El periodismo es una herramienta imprescindible para contar y transformar el mundo. Pero no solo el periodismo: la escritura en un sentido amplio. Del mismo modo que otros escritores (Mario Vargas Llosa, Manuel Vicent, Antonio Muñoz Molina, Juan José Millás…) recurren al periodismo para ensayar su arte y prolongar su mirada, Rosa Montero se ha servido de la literatura para extender su voz.

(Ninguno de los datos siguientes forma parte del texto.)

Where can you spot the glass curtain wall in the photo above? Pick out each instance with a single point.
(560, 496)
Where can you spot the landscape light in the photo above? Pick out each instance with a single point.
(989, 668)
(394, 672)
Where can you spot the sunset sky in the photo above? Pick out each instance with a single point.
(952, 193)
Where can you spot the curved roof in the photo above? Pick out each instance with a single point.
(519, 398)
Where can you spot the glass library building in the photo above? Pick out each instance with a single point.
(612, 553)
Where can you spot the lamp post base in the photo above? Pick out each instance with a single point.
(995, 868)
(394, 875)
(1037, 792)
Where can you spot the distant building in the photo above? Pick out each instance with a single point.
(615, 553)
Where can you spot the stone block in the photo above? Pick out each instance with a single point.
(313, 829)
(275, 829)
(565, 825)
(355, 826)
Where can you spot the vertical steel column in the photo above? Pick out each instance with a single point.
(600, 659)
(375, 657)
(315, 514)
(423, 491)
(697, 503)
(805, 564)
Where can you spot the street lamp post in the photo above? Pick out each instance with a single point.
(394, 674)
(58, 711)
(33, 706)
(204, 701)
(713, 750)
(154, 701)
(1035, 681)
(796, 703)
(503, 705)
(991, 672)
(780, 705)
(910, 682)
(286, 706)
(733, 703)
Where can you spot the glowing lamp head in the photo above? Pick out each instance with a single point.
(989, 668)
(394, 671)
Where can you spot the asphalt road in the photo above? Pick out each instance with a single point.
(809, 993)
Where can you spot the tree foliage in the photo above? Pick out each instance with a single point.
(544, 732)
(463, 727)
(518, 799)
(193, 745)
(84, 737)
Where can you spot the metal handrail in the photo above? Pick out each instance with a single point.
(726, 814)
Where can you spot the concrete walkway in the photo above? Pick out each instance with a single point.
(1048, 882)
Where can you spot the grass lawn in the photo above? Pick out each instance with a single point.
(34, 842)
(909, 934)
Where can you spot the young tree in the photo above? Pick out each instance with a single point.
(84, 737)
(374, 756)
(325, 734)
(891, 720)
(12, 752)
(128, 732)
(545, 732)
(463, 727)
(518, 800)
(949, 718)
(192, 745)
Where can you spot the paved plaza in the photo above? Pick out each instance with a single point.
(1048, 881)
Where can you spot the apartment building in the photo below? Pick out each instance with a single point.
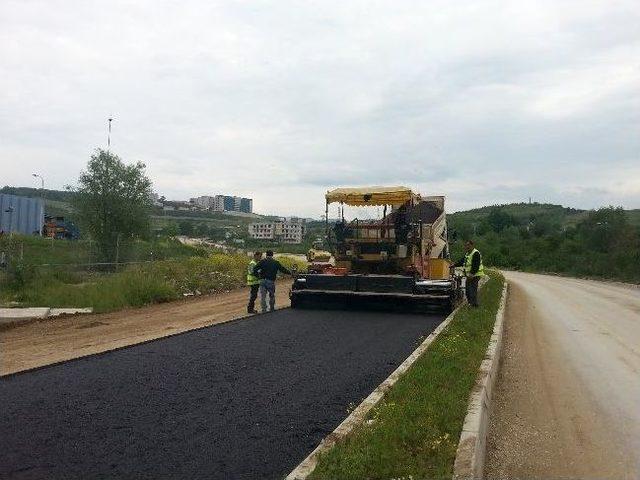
(284, 230)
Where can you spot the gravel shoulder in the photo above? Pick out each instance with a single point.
(566, 403)
(58, 339)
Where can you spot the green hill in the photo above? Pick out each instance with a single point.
(603, 243)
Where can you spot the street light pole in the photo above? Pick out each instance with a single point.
(10, 212)
(109, 136)
(35, 175)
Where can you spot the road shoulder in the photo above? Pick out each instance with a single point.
(41, 343)
(545, 424)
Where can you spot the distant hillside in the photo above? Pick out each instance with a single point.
(524, 213)
(602, 243)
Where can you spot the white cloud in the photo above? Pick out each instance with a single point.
(485, 102)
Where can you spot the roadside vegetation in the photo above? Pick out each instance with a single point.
(603, 243)
(50, 273)
(414, 431)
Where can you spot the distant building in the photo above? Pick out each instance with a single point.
(176, 205)
(216, 203)
(226, 203)
(21, 214)
(284, 230)
(204, 202)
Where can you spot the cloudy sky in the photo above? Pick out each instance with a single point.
(483, 101)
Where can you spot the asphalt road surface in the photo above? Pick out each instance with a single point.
(568, 392)
(245, 399)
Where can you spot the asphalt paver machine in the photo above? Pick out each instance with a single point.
(398, 261)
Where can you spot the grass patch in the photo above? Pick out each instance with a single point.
(136, 285)
(414, 431)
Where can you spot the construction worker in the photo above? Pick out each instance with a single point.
(267, 269)
(473, 270)
(253, 282)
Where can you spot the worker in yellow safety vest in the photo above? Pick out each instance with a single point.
(253, 282)
(473, 270)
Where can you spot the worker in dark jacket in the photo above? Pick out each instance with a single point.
(253, 282)
(267, 269)
(473, 270)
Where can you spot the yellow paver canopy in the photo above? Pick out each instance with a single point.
(370, 196)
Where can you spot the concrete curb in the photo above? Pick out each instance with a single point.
(357, 416)
(470, 456)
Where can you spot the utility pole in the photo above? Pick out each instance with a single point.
(35, 175)
(109, 135)
(10, 212)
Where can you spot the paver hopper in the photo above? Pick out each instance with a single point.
(400, 260)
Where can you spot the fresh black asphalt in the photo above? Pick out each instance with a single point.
(245, 399)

Quizá desde Larra periodismo y literatura sean cada vez más inseparables, y no solo en nuestra lengua: piénsese en Albert Camus o en Jean-Paul Sartre, pero también en Hemingway o en Truman Capote, por solo mencionar algunos casos fuera de nuestro idioma donde la literatura y el periodismo se funden en una simbiosis. Insisto: tanto en la palabra periodística como en la palabra literaria se encuentra una vocación por contar y transformar el mundo que nos rodea.

¿Qué es el compromiso para Rosa Montero? Quién mejor que ella para describir lo que piensa acerca de esta cuestión: “Para mí el famoso compromiso del escritor no consiste en poner sus obras a favor de una causa (el utilitarismo panfletario es la máxima traición del oficio; la literatura es un camino de conocimiento que uno debe emprender cargado de preguntas, no de respuestas), sino en mantenerse siempre alerta contra el tópico general, contra el prejuicio propio, contra todas esas ideas heredadas y no contrastadas que se nos meten insidiosamente en la cabeza, venenosas como el cianuro, inertes como el plomo (…) Para mí, escribir es una manera de pensar; y ha de ser un pensamiento lo más limpio, lo más libre, lo más riguroso posible”.

A medio camino entre el reportaje y el ensayo para comprender a los otros a través de sí misma y comprenderse a sí misma a través de los otros se encuentran algunas colecciones de artículos. De la que conservo un recuerdo más grato, no solo por estar asociada su lectura a vivencias íntimas y amorosas, es Pasiones (1999), una colección de artículos sobre personajes que han vivido los éxtasis y los tormentos del amor: Marco Antonio y Cleopatra, Mariano José de Larra y Dolores Urquijo, Arthur Rimbaud y Paul Verlaine, Oscar Wilde y Lord Alfred Douglas, León y Sonia Tolstói, Liz Taylor y Richard Burton…

Además de contar con precisión y amenidad estas historias, en el prólogo y en el epílogo ofrece una equilibrada y razonada reflexión sobre la naturaleza diversa de las pasiones, el enamoramiento y el amor, en la que no se deja embaucar por los cantos de sirena de Eros. O, por lo menos, de un Eros romántico, con frecuencia mitificado y magnificado que promete la dicha eterna y que, sin embargo, suele deparar amargo sin vivir.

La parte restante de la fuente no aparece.